Donovan zeigt, daß es nicht eine kleine Minderheit von spinnerten "Verschwörungstheoretikern" ist, wie es von den Massenmedien immer gerne dargestellt wird, die schon von Anfang an Zweifel an der offiziellen Darstellung zu den Ereignissen dieses Tages hatten. Einer von ihnen war beispielweise Michael Meacher, Abgeordneter im britischen Parlament und ehemaliger Minister im Kabinett der Blair-Regierung, der kurz vorher in seinem aufsehenerregenden und sehr gut recherchierten Artikel meinte: "This war on terrorism is bogus" - "Dieser Krieg gegen den Terror ist ein Schwindel". Schon früh haben in Deutschland Mathias Bröckers, Gerhard Wisnewski, Ronald Thoden und Andreas von Bülow auf zahlreiche Ungereimtheiten in der offiziellen Darstellung hingewiesen und sich dabei bei den deutschen Massenmedien ausgesprochen unbeliebt gemacht.

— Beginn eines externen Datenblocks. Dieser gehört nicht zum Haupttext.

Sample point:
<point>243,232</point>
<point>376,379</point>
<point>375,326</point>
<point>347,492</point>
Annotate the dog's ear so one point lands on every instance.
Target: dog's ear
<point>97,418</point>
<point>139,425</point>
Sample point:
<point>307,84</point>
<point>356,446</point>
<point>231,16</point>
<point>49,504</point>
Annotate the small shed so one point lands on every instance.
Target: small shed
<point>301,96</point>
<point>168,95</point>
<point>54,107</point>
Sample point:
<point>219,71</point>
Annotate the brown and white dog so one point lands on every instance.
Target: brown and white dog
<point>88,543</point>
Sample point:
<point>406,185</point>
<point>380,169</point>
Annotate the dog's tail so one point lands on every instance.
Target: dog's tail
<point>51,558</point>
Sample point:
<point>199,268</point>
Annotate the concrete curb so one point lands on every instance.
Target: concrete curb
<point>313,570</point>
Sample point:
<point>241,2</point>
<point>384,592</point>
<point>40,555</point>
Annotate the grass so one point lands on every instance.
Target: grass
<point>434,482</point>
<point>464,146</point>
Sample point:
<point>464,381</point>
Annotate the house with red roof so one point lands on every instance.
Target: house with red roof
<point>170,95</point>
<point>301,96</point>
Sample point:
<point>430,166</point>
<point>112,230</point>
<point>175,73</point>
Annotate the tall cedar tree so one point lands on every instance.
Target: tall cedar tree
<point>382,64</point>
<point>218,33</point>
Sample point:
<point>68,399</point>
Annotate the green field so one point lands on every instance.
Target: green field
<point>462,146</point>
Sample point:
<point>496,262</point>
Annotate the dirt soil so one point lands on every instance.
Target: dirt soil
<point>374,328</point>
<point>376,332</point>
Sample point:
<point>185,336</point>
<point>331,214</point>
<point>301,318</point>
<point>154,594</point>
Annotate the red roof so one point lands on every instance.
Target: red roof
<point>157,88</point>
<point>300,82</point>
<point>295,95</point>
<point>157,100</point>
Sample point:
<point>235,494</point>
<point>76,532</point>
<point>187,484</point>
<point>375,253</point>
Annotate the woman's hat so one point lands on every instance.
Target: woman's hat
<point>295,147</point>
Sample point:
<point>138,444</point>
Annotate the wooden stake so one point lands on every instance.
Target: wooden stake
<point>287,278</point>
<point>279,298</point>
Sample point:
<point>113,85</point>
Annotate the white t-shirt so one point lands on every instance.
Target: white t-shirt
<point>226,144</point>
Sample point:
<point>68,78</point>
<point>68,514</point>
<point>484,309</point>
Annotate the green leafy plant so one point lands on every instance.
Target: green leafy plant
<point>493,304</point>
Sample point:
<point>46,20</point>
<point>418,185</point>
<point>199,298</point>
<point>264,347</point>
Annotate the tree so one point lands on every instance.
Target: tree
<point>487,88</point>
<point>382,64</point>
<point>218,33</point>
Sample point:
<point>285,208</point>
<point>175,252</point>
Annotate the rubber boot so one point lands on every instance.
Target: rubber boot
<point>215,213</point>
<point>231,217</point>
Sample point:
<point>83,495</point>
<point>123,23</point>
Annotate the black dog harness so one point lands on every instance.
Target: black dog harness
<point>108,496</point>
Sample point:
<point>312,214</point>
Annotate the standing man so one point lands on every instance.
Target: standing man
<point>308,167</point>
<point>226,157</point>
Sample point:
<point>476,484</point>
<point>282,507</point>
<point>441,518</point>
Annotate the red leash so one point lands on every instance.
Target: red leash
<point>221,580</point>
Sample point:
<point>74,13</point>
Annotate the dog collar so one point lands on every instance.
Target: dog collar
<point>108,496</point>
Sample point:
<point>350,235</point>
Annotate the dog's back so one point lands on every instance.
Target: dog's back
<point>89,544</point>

Vielleicht behalten sie aber am Ende doch recht mit ihren Behauptungen. Inzwischen gibt es ja schon Hunderttausende von Websites, die sich mit den offenen Fragen zum 11. September befassen. Und einige von ihnen halten Al-Qaida ohnehin nur noch für eine Propaganda-Show des CIA.

Daß der ganze "Krieg gegen den Terror" ein gigantischer Schwindel ist, wird jedenfalls immer wahrscheinlicher, wenn man bedenkt, daß das ganze Geschrei um die etwa 3.000 Opfer des Terroranschlages von 9/11 vielleicht wirklich nur Medienpropaganda war. Denn gleichzeitig wurden mehr als 10 mal so viele Menschen von der eigenen Regierung auf dem Altar der Geschichte geopfert.